In schlichter Vorsitzenden-Montur, mit roter Krawatte, schwarzem Sakko, weißem Hemd, trat er vor das Rednerpult, vor eine Wand aus Purpurrot, in dessen Mitte ein riesiges SPD-Logo thronte. Bescheidenheit war gestern. Das alles überragende SPD-Logo drückte es aus, das neue Selbstbewusstsein der SPD. Dieses neue Selbstverständnis wusste Gabriel dann auch maßgetreu zu bedienen und entsprechend zu verbalisieren.
Sigmar Gabriel, er, der viel kritisierte, der oftmals verspottete, der als Populist abgestempelte, zeigte einmal mehr: Er ist der beste Redner, den die SPD zurzeit hat. Noch im Jahre 2009 – auf dem Dresdner Parteitag – haben ihm nur wenige zugetraut, dass er die Partei aus der tiefsten Krise ihrer Geschichte wird herausholen können. Jetzt - zwei Jahre später – verkörpert er wie kein zweiter das neugewonnene Selbstbewusstsein einer sich gerade neu erfindenden Sozialdemokratie.

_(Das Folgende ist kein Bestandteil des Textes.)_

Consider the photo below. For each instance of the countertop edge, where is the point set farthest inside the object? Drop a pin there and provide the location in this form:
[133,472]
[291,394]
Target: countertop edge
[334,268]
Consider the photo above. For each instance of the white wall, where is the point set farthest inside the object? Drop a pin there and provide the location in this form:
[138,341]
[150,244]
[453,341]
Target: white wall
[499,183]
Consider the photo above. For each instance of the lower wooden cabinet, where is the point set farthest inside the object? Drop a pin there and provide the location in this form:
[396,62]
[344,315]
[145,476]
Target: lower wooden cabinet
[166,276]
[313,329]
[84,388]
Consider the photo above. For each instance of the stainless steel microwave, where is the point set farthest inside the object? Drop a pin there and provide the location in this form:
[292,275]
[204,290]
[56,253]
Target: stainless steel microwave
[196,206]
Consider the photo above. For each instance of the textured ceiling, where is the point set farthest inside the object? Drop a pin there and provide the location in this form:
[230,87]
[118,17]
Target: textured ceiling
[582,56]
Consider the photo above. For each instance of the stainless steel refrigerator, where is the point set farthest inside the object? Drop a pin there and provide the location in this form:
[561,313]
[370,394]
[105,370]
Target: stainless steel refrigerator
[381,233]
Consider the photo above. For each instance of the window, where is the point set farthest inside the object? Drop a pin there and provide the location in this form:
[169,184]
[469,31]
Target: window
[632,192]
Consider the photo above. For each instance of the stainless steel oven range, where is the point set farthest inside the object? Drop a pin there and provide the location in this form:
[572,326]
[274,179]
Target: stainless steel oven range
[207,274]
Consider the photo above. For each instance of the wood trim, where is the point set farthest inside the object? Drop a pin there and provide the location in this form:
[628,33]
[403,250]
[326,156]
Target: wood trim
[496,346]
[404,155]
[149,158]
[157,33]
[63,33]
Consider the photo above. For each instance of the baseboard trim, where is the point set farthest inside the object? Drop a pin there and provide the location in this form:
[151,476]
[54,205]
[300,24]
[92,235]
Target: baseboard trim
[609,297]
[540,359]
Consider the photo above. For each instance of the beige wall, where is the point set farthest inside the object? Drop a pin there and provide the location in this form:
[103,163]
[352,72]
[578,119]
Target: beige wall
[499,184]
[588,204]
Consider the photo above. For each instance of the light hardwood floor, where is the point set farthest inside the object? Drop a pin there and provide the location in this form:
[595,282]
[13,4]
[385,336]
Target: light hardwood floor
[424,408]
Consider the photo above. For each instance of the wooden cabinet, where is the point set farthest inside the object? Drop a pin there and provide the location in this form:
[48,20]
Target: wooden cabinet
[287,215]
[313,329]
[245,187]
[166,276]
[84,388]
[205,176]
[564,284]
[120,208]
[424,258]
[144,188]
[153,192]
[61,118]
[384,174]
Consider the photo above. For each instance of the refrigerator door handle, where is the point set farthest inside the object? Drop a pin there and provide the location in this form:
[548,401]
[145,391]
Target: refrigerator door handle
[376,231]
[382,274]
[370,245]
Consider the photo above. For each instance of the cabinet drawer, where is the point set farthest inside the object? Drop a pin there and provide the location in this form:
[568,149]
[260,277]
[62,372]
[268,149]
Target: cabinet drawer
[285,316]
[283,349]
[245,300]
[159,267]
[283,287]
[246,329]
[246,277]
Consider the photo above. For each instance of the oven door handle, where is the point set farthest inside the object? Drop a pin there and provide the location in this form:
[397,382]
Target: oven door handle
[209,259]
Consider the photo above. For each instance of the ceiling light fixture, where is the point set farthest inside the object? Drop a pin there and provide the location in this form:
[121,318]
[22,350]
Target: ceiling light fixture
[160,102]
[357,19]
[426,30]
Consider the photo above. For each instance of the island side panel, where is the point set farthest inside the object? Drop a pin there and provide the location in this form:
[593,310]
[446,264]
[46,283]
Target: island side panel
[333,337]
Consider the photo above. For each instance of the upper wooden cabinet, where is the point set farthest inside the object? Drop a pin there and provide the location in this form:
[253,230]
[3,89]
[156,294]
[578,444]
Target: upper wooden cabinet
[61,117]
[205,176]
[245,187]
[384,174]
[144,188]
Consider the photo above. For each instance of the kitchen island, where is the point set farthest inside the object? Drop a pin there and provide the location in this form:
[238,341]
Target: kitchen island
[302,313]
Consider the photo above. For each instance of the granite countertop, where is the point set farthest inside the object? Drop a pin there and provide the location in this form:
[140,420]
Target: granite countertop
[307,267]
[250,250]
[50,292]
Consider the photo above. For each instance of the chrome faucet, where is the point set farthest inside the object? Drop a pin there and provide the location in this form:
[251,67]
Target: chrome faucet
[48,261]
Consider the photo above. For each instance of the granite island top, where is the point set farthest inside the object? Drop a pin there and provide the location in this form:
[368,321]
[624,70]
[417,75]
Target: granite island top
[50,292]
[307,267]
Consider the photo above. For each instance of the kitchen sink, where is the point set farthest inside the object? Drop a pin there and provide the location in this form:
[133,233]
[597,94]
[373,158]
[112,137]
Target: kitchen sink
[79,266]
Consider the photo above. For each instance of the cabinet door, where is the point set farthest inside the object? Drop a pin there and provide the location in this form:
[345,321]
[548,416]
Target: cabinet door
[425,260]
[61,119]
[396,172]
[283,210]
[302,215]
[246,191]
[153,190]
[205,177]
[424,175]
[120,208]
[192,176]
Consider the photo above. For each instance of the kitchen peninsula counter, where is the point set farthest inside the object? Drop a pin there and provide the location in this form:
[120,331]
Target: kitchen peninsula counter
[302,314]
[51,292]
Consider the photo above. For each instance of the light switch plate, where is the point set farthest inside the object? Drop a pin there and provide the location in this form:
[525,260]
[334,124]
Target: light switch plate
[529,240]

Kampfeslustig, humorig, kraftvoll intoniert spricht Gabriel dann auch von einem neuen Zeitalter sozialer Gerechtigkeit, von Aufbruch und Kampf, von Stärke und Leistungsfähigkeit und vor allem von „Stolz“. Er weiß um die Bedürfnisse seiner Genossen, weiß um die viel geschundene sozialdemokratische Seele, die nach Jahren der Krise nun im Aufwind ist. Gabriel weiß, was die Delegierten hören wollen. Einen selbstbewussten Vorsitzenden, einer selbstbewusste SPD.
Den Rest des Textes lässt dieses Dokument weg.